To address these problems, the World Health Organization created a technology pool last year to encourage companies to share know-how with manufacturers in lower-income nations. Not a single vaccine company has signed up. “The problem is that the companies don’t want to do it. And the government is just not very tough with the companies,” said James Love, who leads Knowledge Ecology International, a non-profit. 

Drug company executives told European lawmakers recently that they were licensing their vaccines as quickly as possible, but that finding partners with the right technology was challenging. “They don’t have the equipment,” Moderna’s chief executive, Stéphane Bancel, said. “There is no capacity.” But manufacturers from Canada to Bangladesh say they can make vaccines — they just lack patent licensing deals.
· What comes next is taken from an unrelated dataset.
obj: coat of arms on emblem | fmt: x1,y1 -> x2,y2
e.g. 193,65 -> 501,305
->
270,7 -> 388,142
When the price is right, companies have shared secrets with new manufacturers in just months, ramping up production and retrofitting factories. 
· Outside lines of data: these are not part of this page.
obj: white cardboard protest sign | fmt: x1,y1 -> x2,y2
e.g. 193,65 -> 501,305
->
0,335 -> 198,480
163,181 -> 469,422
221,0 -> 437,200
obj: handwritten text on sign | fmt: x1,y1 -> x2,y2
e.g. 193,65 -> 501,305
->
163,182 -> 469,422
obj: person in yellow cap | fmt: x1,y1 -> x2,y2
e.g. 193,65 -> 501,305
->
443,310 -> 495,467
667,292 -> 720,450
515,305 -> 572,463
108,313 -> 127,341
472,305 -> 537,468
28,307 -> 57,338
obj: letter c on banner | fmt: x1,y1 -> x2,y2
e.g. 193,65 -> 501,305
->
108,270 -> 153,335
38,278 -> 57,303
Despite the hefty government funding, drug companies control nearly all of the intellectual property and stand to make fortunes off the vaccines. A critical exception is the patent expected to be approved soon — a government-led discovery for manipulating a key coronavirus protein. This breakthrough, at the center of the 2020 race for a vaccine, actually came years earlier in a National Institutes of Health lab, where an American scientist named Dr. Barney Graham was in pursuit of a medical moonshot. For years, Dr. Graham specialised in the kind of long, expensive research that only governments bankroll. He searched for a key to unlock universal vaccines — genetic blueprints to be used against any of the roughly two dozen viral families that infect humans. When a new virus emerged, scientists could simply tweak the code and quickly make a vaccine. 

In 2016, while working on Middle East Respiratory Syndrome, another coronavirus known as MERS, he and his colleagues developed a way to swap a pair of amino acids in the coronavirus spike protein. That bit of molecular engineering, they realised, could be used to develop effective vaccines against any coronavirus. The government, along with its partners at Dartmouth College and the Scripps Research Institute, filed for a patent, which will be issued this month. Dr. Graham was already working with Moderna on a vaccine for another virus when the outbreak in China inspired his team to change focus. “We just flipped it to coronavirus and said, ‘How fast can we go?’” Dr. Graham recalled. Within a few days, they emailed the vaccine’s genetic blueprint to Moderna to begin manufacturing. By late February, Moderna had produced enough vaccines for government-run clinical trials. 

Exactly who holds patents for which vaccines won’t be sorted out for months or years. But it is clear now that several of today’s vaccines — including those from Moderna, Johnson & Johnson, Novavax, CureVac and Pfizer-BioNTech — rely on the 2016 invention. Of those, only BioNTech has paid the U.S. government to license the technology. The patent is scheduled to be issued March 30.